The contest to be the next leader of the Conservative party, which has six entrants and will last until November, by necessity involves a great deal of reflection. It could hardly be any other way, in the wake of the party’s worst defeat in its 200-year history: every aspirant is right to understand that there can be no realistic hope of recovery without understanding how Conservatives came to such a calamitous and precipitous failure.

One of the most common themes, which was being thrown around well before the general election, is that the party has lost its ideological moorings, abandoned fundamental principles and embraced instead a fatal combination of managerialism and incompetence. There is, as the 4 July election proved decisively, little support for technocrats who cannot even achieve the tasks in front of them. But an idea which is commonplace now, and will be insidious and toxic if it is left unchecked, is the proposition that the successful candidate must be a ‘proper Conservative’ and so re-embrace the party’s ‘real Conservative’ beliefs.

The candidates themselves have been careful not to enunciate this notion explicitly but their supporters and proxies have done so freely. Sir Edward Leigh, veteran MP for Gainsborough who is now backing Robert Jenrick, told journalists after the first meeting of the 1922 Committee last month that his party needed to become a ‘proper Conservative party’ to win back Reform UK voters. Lord Frost has joined Team Jenrick similarly because he regards the former immigration minister as having ‘genuinely conservative’ principles. Meanwhile, Sir Jake Berry, a former party chairman, has thrown his weight behind Tom Tugendhat because he is a ‘proper Conservative’, while GB News’s Mark Dolan has cried out for ‘some proper conservative candidates’.

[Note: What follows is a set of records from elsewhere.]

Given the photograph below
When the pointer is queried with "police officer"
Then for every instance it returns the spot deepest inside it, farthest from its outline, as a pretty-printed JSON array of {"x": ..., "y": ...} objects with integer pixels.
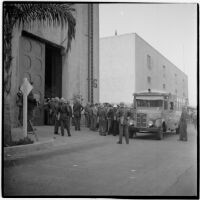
[
  {"x": 123, "y": 117},
  {"x": 77, "y": 109}
]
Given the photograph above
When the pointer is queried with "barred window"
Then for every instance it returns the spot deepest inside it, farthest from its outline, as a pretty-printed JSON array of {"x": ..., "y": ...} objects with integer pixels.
[
  {"x": 149, "y": 62},
  {"x": 148, "y": 79},
  {"x": 164, "y": 86}
]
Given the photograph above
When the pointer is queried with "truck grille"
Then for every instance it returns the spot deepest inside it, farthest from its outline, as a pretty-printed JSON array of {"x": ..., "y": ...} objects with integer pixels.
[{"x": 141, "y": 120}]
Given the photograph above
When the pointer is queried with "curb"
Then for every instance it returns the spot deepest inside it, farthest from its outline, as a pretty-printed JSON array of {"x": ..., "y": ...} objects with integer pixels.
[{"x": 15, "y": 152}]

This fixation with ‘proper Conservatism’ manages to be simultaneously meaningless and noxious. It is dangerously divisive because of its implication: if the candidate you support is a ‘proper Conservative’, then he or she is heir to the party’s greatest successes and heroes. And by extension, inevitably, the other candidates are somehow ersatz or insincere, or at least misguided. They are not ‘proper Conservatives’.

This is the language of religion, of the sect and the schismatic. The faithful have wavered, the faith itself has become weak, and we must turn for salvation to the truly sincere, those who still adhere to the fundamental verities. It is an excellent recipe for stoking division and promoting not just distrust but contempt. Worse than that, though, it is built on a raft of incoherence.

What is ‘proper Conservatism’? Perhaps it is adherence to the manifesto which won the 2019 general election, when the party was led by Boris Johnson. This was a platform which emphasised substantial spending on the National Health Service and other parts of the public sector, which talked relatively little about taxation and which emphasised the goal of achieving net zero carbon emissions by 2050.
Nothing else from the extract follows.